In London begann Sebastian Haffner – wie er sich nunmehr nannte, um Verwandte in Deutschland nicht zu gefährden – seine erstaunliche Journalistenkarriere. „Bei der Rekonstruktion der außergewöhnlichen Erfolgsgeschichte behindert den Historiker allerdings eine missliche Quellenlage“, muss Schmied einräumen (S. 57). Eine wichtige Einsicht Haffners war diejenige der antiliberalen Verwandtschaft Hitler-Deutschlands mit der Sowjetunion (S. 67), die er zeitlebens immer wieder artikulierte. Haffners durch persönliche Bekanntschaften begünstigter Aufstieg zum Spitzenkommentator des angesehenen „Observer“ bleibt bei Schmied eher blass.

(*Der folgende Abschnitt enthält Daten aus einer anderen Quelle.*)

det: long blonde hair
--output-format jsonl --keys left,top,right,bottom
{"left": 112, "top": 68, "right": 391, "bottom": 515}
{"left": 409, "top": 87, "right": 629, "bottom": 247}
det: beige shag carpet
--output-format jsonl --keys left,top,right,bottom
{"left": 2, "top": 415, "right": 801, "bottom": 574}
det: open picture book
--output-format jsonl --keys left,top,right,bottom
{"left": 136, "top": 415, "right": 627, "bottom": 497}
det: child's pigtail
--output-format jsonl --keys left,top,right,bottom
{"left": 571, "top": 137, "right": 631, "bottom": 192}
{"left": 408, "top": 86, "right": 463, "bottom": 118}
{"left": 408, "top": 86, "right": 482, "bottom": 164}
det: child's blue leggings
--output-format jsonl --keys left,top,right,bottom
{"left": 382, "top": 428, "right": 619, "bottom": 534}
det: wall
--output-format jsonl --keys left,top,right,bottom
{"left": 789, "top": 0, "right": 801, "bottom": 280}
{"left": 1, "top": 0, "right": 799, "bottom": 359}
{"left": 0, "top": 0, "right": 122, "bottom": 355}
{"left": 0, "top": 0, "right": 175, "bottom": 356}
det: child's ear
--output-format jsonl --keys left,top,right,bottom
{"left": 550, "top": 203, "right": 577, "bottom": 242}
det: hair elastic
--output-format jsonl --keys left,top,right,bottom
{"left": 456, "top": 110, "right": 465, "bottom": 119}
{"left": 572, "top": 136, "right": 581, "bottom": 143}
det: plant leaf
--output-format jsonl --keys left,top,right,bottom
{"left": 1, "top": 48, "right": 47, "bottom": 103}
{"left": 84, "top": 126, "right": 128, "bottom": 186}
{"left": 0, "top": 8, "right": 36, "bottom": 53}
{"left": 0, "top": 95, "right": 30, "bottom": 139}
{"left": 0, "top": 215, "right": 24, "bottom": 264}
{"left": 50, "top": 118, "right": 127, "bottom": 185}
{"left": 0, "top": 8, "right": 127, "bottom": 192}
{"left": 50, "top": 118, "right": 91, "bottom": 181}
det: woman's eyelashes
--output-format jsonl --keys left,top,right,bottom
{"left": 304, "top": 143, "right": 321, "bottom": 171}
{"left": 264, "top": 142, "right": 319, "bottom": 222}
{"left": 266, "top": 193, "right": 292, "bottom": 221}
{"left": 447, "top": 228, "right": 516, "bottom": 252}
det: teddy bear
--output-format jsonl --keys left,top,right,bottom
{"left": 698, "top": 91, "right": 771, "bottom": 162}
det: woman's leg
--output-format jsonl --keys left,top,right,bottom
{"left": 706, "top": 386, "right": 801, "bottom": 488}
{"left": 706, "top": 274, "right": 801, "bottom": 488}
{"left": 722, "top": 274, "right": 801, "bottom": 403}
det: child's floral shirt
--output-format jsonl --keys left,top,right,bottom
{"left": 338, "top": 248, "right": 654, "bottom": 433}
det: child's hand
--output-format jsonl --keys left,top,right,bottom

Zumindest in der Interpretation der frühesten Nachkriegspolitik zwischen Westeuropa und dem um seinen Kolonialbesitz ringenden britischen Empire kam Haffner eine bedeutende Rolle zu.

In der jungen Bundesrepublik führte sich Haffner mit dem damals noch durchaus erstaunlichen Urteil ein, Adenauer sei der „hervorragendste Staatsmann, der seit Bismarck an der Spitze Deutschlands“ stehe (S. 157). Doch das war zugleich schon der Abgesang auf Haffners Rolle als Kalter Krieger. 1954 ging er als Korrespondent ins geteilte Berlin. Hier traf er auf eine weit verbreitete Stimmung, die die forcierte Westintegration der Bundesrepublik für das Auseinanderdriften der beiden deutschen Staaten verantwortlich machte. Von dort zum zunächst wohlwollenden, schließlich engagierten Verfechter der Annäherung von Bundesrepublik und DDR war es weniger weit, als es die von Schmied minuziös – und bisweilen ermüdend – referierten Schlagzeilen und Meinungswechsel suggerieren.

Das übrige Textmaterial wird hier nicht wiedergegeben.